À l’hôpital psychiatrique, André, 50 ans, cachectique en raison de sa mélancolie, disait qu’il souffrait d’une hémorroïde qui bouchait son anus, l’empêchant d’évacuer ce qu’il avalait. La nourriture « s’accumule », disait — il, « au moment d’évacuer, ça ne sort pas, ça ne descend pas ». « C’est très douloureux ! » Il se plaignait de douleur à l’anus qui se propageait dans le dos et dans le corps tout entier. « J’ai une maladie grave, je ne sais pas si c’est le cancer, le SIDA, la tuberculose. » Son sang serait épais. « Je suis complètement foutu, pourri de l’intérieur. » « J’ai une douleur chronique. » « Je suis laid de naissance. » « Je suis né marabouté. » « Je suis si mauvais que même le diable ne veut pas de moi. » « Je suis la pelure de l’orange : un raté, sans avenir. » Les moments d’auto-agressivité n’étaient pas rares : il se cognait la tête contre le mur jusqu’au sang, donnait des coups de poing sur les vitres, se brûlait avec des cigarettes et il ne ressentait pas de douleur durant ces épisodes. Il a fait des tentatives de suicide par étranglement, ingestion d’objets ou absorption excessive de médicaments, il s’est jeté sous des voitures.

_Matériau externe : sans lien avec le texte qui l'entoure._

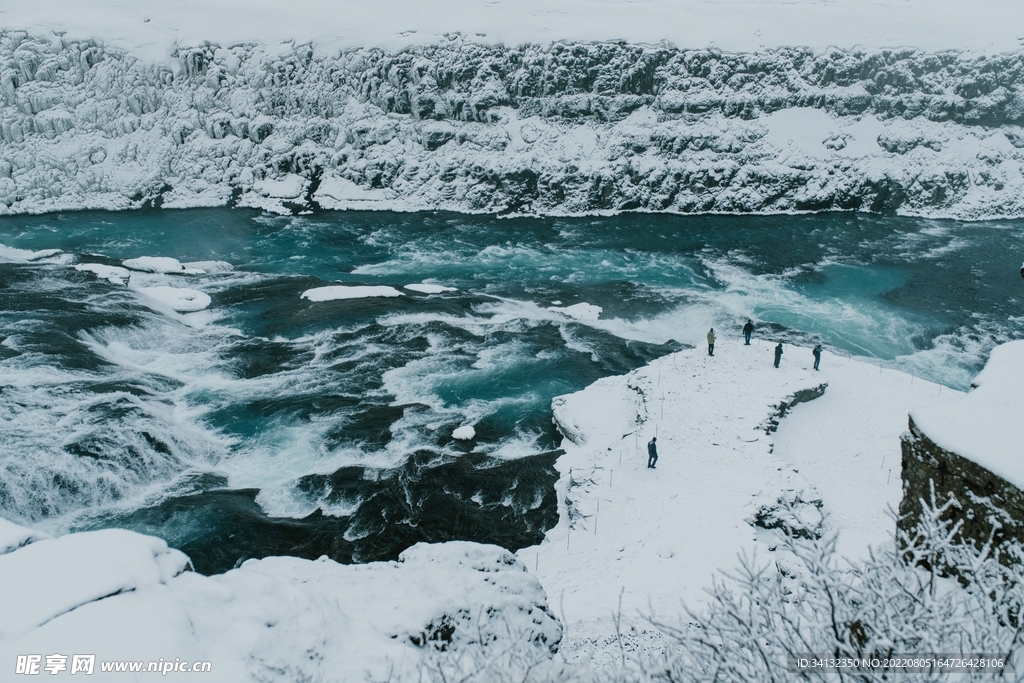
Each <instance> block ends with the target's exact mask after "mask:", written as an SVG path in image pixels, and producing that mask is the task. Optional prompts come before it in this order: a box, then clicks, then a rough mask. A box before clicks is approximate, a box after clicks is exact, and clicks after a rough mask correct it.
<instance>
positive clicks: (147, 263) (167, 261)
mask: <svg viewBox="0 0 1024 683" xmlns="http://www.w3.org/2000/svg"><path fill="white" fill-rule="evenodd" d="M122 264H123V265H124V266H125V267H126V268H131V269H132V270H142V271H143V272H184V270H185V266H184V265H182V264H181V262H180V261H179V260H178V259H176V258H171V257H169V256H140V257H138V258H130V259H128V260H126V261H122Z"/></svg>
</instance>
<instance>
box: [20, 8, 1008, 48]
mask: <svg viewBox="0 0 1024 683" xmlns="http://www.w3.org/2000/svg"><path fill="white" fill-rule="evenodd" d="M1020 12H1021V10H1020V7H1019V6H1018V5H1016V4H1014V3H1012V2H1007V1H1006V0H979V1H977V2H963V1H961V0H903V1H901V2H871V3H864V2H858V1H857V0H831V1H829V2H821V1H820V0H791V1H780V0H730V1H729V2H716V1H714V0H621V1H618V2H614V1H608V0H559V1H558V2H550V1H547V0H492V1H489V2H481V1H474V2H459V3H456V2H433V3H423V2H417V1H416V0H385V1H383V2H374V3H366V2H358V1H357V0H342V1H340V2H339V1H334V2H332V1H331V0H311V1H309V2H303V3H300V4H297V5H293V6H289V7H287V9H283V7H282V5H281V3H279V2H272V1H270V0H257V1H255V2H248V3H246V6H245V11H240V9H239V6H238V3H236V2H230V1H229V0H208V1H204V2H198V1H197V0H174V1H172V2H157V1H155V0H143V1H141V2H138V1H129V0H99V1H98V2H91V3H89V10H88V11H69V9H68V5H67V3H63V2H60V0H8V2H5V3H4V5H3V7H2V8H0V23H2V24H3V25H4V26H6V27H10V28H19V29H27V30H30V31H34V32H38V33H50V32H61V33H62V32H67V34H68V36H69V38H74V39H78V38H97V39H101V40H104V41H108V42H110V43H111V44H113V45H116V46H118V47H121V48H123V49H127V50H129V51H131V52H132V53H134V54H138V55H139V56H141V57H143V58H146V59H153V60H160V59H162V58H166V57H168V56H169V55H170V54H171V53H172V51H173V50H174V49H175V48H176V47H178V46H180V45H199V44H201V43H202V42H203V41H214V42H217V43H220V44H222V45H230V44H232V43H244V42H261V43H268V44H274V43H293V42H294V43H305V42H312V43H314V44H316V45H318V46H319V47H321V49H323V50H329V51H336V50H338V49H342V48H345V47H352V46H364V45H374V46H379V47H384V48H389V49H401V48H404V47H407V46H410V45H417V44H419V45H425V44H430V43H436V42H439V41H441V40H443V39H444V37H445V36H447V35H450V34H453V33H462V34H465V35H467V36H476V37H479V38H484V39H486V41H487V42H493V43H506V44H513V45H514V44H519V43H527V42H542V43H543V42H552V41H558V40H564V41H589V40H602V41H618V40H621V41H626V42H631V43H650V44H654V43H659V42H663V41H666V42H670V43H674V44H676V45H680V46H685V47H709V46H716V47H719V48H721V49H724V50H731V51H752V50H756V49H758V48H760V47H764V46H769V47H771V46H778V45H807V46H809V47H812V48H815V49H819V50H820V49H824V48H827V47H833V46H839V47H854V46H861V47H864V48H866V49H877V48H883V47H888V48H900V47H919V48H923V49H927V50H942V49H948V48H951V47H958V48H967V49H977V50H982V51H987V52H998V51H1010V50H1014V49H1016V48H1018V47H1020V40H1021V39H1022V37H1024V32H1022V30H1021V25H1020V22H1019V20H1018V22H1015V20H1013V19H1014V18H1017V19H1020V18H1021V13H1020Z"/></svg>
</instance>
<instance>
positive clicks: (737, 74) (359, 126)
mask: <svg viewBox="0 0 1024 683" xmlns="http://www.w3.org/2000/svg"><path fill="white" fill-rule="evenodd" d="M1022 74H1024V52H1020V51H1018V52H1014V53H1009V54H999V55H989V56H984V57H982V56H976V55H970V54H967V53H961V52H956V51H948V52H941V53H926V52H922V51H916V50H900V51H893V50H883V51H877V52H864V51H844V50H839V49H833V50H827V51H825V52H821V53H815V52H813V51H811V50H808V49H800V48H779V49H770V50H763V51H759V52H754V53H727V52H723V51H720V50H715V49H699V50H687V49H679V48H672V47H654V46H643V45H630V44H625V43H572V44H563V43H556V44H553V45H548V46H543V45H521V46H517V47H506V46H502V45H485V44H480V43H475V42H472V41H471V40H468V39H466V38H465V37H462V36H453V37H450V38H449V39H446V40H444V41H441V42H440V43H438V44H435V45H428V46H421V47H414V48H409V49H406V50H400V51H388V50H383V49H374V48H353V49H346V50H343V51H341V52H340V53H338V54H336V55H317V54H316V53H315V51H314V49H313V46H311V45H308V44H306V45H296V46H292V47H291V49H290V50H286V51H285V52H284V53H282V52H281V51H274V52H269V51H267V50H266V49H264V48H263V47H260V46H257V45H232V46H230V47H227V48H225V47H221V46H219V45H216V44H213V43H206V44H203V45H198V46H193V47H181V48H179V49H178V50H177V51H176V53H175V55H174V58H173V59H172V60H171V61H170V62H169V63H155V62H146V61H142V60H139V59H137V58H136V57H134V56H132V55H130V54H128V53H126V52H123V51H121V50H118V49H115V48H112V47H108V46H104V45H103V44H102V43H100V42H98V41H82V40H65V39H63V38H62V37H61V38H53V37H42V36H32V35H30V34H27V33H26V32H24V31H11V30H5V31H0V140H2V153H0V214H4V213H7V214H12V213H37V212H45V211H58V210H69V209H84V208H103V209H128V208H138V207H143V206H165V207H168V208H171V207H186V206H221V205H228V204H231V205H237V206H250V207H259V208H264V209H269V210H275V211H281V212H301V211H304V210H308V209H315V208H317V207H323V208H364V209H366V208H388V209H411V210H415V209H447V210H457V211H471V212H496V213H541V214H582V213H593V212H601V211H621V210H644V211H671V212H792V211H816V210H829V209H842V210H871V211H887V210H900V211H903V212H907V213H914V214H920V215H935V216H939V215H941V216H949V217H957V218H964V219H972V218H989V217H995V216H1010V215H1024V199H1022V198H1024V191H1022V190H1024V174H1022V172H1021V169H1022V168H1024V152H1022V150H1024V129H1022V128H1021V124H1022V123H1024V84H1022V80H1021V76H1022ZM794 117H796V118H794Z"/></svg>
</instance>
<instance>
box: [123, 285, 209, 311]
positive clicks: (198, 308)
mask: <svg viewBox="0 0 1024 683" xmlns="http://www.w3.org/2000/svg"><path fill="white" fill-rule="evenodd" d="M136 291H137V292H138V293H139V294H142V295H144V296H146V297H150V298H151V299H153V300H154V301H159V302H160V303H162V304H164V305H165V306H168V307H170V308H171V309H172V310H176V311H178V312H179V313H189V312H193V311H197V310H203V309H204V308H206V307H207V306H209V305H210V295H209V294H206V293H205V292H200V291H199V290H190V289H186V288H184V287H166V286H159V287H140V288H138V289H137V290H136Z"/></svg>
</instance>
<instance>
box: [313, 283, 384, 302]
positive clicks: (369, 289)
mask: <svg viewBox="0 0 1024 683" xmlns="http://www.w3.org/2000/svg"><path fill="white" fill-rule="evenodd" d="M396 296H402V294H401V292H399V291H398V290H396V289H394V288H393V287H384V286H361V285H352V286H344V285H337V286H332V287H316V288H313V289H311V290H306V291H305V292H303V293H302V298H303V299H309V300H310V301H335V300H337V299H367V298H370V297H396Z"/></svg>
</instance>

Je lui ai proposé d´écrire sur sa “douleur chronique”. Il a commencé à écrire de façon chaotique, les lettres partaient dans tous les sens et remplissaient toute la feuille. Nous avons fait un travail où il lisait, et nous introduisions ensemble la ponctuation. Avec les scansions, les mots ont fait leur apparition. Son écriture   s´est organisée sur le papier. Il a pris du poids, a commencé à écrire des poésies qu´il vendait au sein de l´hôpital et achetait des “friandises” avec l´argent récolté. Il a commencé à écrire aussi des histoires d’horreur, de monstres, de corps morcelés et putréfiés.